Most people need gauze for somewhere between 45 minutes and two hours total after surgery. Some extractions, especially surgical removals or wisdom teeth, may ooze for closer to three hours. If heavy bleeding continues past the two-hour mark, soaking through gauze every 30 to 60 minutes, call your oral surgeon’s office. Using gauze for too long can actually interfere with proper clot formation, so the goal is to stop using it once bleeding has settled down to light oozing or nothing at all.
The Tea Bag Alternative
If bleeding is stubborn and gauze alone isn’t doing the job, a moistened black tea bag works as a surprisingly effective substitute. Black tea contains tannic acid, which causes blood vessels to contract and helps a clot form faster. Wet the tea bag with cool water, squeeze out the excess, fold it if needed, and place it directly over the socket. Bite down with firm pressure for 30 minutes. Regular black tea (like Lipton or any store brand) works fine. Herbal teas won’t have the same effect because they lack tannic acid.
What to Do if Bleeding Won’t Stop
Some oozing in the first few hours is completely normal. The distinction that matters is between slow, dark oozing and active, bright-red bleeding. If you’re dealing with persistent bleeding, rinse your mouth gently with cool water and wipe away any loose blood clots with a clean piece of gauze or tissue. Then place a large, fresh gauze pad (or two moistened tea bags) directly on the bleeding area, bite down firmly, and sit upright and still for 20 to 30 minutes. Repeat this process if needed.
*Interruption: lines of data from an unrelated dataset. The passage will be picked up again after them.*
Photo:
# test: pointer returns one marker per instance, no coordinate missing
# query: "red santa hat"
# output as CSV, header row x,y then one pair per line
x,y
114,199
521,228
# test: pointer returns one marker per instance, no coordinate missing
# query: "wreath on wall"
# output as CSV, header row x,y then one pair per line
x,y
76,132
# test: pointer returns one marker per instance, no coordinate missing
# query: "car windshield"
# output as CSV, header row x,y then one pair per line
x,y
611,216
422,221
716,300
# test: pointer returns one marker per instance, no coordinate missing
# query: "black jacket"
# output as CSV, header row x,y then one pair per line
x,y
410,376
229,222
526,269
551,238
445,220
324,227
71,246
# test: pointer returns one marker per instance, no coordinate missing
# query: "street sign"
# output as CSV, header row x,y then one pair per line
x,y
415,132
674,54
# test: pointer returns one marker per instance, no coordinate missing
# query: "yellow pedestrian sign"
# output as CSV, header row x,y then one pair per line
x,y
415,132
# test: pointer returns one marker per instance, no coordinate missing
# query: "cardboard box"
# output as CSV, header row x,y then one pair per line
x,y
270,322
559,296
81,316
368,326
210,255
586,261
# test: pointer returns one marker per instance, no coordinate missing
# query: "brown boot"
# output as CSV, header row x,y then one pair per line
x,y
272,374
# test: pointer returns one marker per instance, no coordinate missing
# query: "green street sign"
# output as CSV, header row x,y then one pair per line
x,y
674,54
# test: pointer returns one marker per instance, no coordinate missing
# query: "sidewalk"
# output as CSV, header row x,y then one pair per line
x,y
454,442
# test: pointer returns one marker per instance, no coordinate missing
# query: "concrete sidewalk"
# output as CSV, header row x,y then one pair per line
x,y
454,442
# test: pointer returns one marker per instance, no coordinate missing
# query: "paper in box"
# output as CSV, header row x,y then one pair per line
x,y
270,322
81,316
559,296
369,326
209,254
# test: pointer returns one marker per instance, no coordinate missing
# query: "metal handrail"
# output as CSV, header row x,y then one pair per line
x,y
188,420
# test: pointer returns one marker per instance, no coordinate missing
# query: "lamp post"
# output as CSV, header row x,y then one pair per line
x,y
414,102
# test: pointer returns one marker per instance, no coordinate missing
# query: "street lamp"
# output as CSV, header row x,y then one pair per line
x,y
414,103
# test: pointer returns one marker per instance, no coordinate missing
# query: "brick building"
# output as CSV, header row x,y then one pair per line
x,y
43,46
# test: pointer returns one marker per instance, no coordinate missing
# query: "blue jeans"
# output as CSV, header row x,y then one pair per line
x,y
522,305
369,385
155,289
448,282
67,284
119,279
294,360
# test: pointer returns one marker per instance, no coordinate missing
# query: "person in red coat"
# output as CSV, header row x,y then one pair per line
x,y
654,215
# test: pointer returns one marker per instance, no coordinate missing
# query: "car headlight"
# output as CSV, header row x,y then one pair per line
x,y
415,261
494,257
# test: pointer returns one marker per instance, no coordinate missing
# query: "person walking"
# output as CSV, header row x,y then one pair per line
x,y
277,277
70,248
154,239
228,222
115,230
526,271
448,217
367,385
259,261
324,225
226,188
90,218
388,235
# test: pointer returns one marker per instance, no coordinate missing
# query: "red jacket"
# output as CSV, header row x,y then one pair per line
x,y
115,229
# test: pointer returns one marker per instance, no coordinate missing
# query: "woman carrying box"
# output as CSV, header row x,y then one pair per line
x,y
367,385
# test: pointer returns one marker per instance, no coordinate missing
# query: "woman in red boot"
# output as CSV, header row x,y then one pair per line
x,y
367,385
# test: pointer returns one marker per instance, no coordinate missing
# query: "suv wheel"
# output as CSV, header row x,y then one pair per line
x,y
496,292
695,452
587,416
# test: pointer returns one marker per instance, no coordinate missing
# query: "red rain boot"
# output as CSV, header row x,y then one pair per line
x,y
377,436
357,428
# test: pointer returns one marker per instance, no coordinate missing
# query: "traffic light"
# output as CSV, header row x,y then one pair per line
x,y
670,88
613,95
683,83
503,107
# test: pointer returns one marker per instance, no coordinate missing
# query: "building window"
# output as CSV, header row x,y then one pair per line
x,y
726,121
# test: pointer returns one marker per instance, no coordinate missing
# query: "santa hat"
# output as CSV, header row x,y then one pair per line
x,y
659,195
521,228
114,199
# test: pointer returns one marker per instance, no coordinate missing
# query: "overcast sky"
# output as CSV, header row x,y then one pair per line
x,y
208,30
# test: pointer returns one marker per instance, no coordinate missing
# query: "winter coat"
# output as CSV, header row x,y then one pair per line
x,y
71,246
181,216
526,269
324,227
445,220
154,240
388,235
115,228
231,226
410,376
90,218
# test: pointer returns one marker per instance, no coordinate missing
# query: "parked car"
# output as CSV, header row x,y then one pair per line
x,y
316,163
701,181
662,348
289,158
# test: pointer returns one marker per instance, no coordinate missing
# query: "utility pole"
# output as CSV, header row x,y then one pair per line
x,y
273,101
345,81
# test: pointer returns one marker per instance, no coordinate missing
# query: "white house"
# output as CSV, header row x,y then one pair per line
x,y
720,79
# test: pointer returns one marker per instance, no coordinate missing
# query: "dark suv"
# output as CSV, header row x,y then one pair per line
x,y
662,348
Contact your dentist or surgeon if you notice any of these signs:
- Gauze soaking through every 30 to 60 minutes after the first few hours
- Bright red or spurting blood rather than slow, dark oozing
- Large blood clots or tissue pieces in your mouth
- Uncontrolled bleeding despite 60 minutes of firm pressure
Bleeding that continues past 24 hours post-extraction is not typical and warrants a call to your provider.
Protecting the Blood Clot While You Heal
Every time you swap out gauze, you’re handling the area around a fragile blood clot that your body needs to keep the socket protected. Losing that clot leads to dry socket, one of the most common and painful complications after an extraction. Beyond careful gauze changes, several everyday habits can dislodge it.
Don’t drink through a straw for at least a week. The suction pulls directly on the clot. Avoid spitting forcefully, since that creates the same pressure. If your dentist recommends a rinse, don’t swish it around. Instead, tilt your head and let the liquid sit over the area before letting it fall out of your mouth. Skip smoking and tobacco entirely while you heal. Tobacco slows blood flow to the area and dramatically increases dry socket risk. Stick to soft, cool foods and avoid anything crunchy, hard, or chewy that could poke into the socket. Warm and carbonated drinks can also disturb the clot in the early hours, so room-temperature water is your safest bet.
By the time you’ve gone a full round without needing new gauze (no active bleeding, no pooling), you can stop using it. From there, the clot needs a few days of gentle care to mature into healing tissue, so keep those precautions in place even after the gauze phase is over.